De ce bref aperçu, deux idées peuvent être retenues. On admet facilement que des relations soient des tuyaux dans lesquels circulent des informations sur la santé. Il faut admettre aussi que des relations comportent des interactions qui produisent des contenus cognitifs nouveaux et façonnent des représentations, parfois unifiées, parfois diversifiées. Une seconde idée est qu’une des dimensions du processus qu’on appelle « influence » interpersonnelle, n’est autre que l’exercice d’un contrôle relationnel qui suppose des possibilités de surveillance et de sanction positives et négatives.

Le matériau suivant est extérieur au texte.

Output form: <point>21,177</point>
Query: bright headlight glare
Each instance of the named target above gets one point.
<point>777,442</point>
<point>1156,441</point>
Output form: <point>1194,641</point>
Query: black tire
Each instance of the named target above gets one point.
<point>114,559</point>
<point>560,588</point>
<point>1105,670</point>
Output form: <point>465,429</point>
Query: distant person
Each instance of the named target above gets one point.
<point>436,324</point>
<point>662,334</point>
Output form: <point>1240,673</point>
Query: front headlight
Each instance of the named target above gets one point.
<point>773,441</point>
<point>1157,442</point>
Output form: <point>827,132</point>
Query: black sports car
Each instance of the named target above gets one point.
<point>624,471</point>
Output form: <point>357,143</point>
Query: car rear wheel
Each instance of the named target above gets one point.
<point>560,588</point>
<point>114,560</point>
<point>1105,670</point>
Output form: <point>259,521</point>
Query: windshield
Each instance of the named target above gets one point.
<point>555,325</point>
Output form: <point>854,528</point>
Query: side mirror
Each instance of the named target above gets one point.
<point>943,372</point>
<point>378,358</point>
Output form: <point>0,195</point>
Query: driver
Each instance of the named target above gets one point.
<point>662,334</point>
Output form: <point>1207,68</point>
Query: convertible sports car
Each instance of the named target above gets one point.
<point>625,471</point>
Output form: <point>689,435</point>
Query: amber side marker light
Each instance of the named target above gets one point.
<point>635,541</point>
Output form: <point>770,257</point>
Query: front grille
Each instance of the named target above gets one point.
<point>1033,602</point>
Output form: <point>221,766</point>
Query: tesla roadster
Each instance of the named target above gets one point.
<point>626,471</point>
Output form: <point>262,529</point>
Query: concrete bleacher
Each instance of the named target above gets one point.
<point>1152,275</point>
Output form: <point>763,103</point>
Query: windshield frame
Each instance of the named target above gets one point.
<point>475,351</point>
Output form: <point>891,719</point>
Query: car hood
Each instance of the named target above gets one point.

Finalement, abandonner une approche strictement individualiste des comportements de santé au profit d’une conception qui tient compte des effets des réseaux personnels peut conduire, comme le suggèrent Ruth Hunter et ses collègues à déplacer la cible des interventions publiques de la sensibilisation des individus à la manipulation des réseaux de relations personnelles (Hunter & AL., 2019) : “We recommend that the scientific community should move beyond individual-level approaches to design and test interventions that use the largely untapped potential of social networks to improve health behaviours and outcomes.”

1 Sauf si un mal est contagieux car l’individu peut être légalement contraint à la publicisation. Et il est invité à avertir les proches concernés pour un mal transmissible.

2 Mais on peut généraliser : des gens dont l’activité ou le bien être dépendent d’autres individu ont intérêt à ce que ceux-ci prennent soin de leur santé (famille, équipe de travail, groupe volontaire, etc).

3 H.S. Becker examine à peu près les mêmes conditions dans Outsiders, p.145 et sq. (1963).

4 Le réseau des proches avec lesquels il peut discuter des problèmes de santé.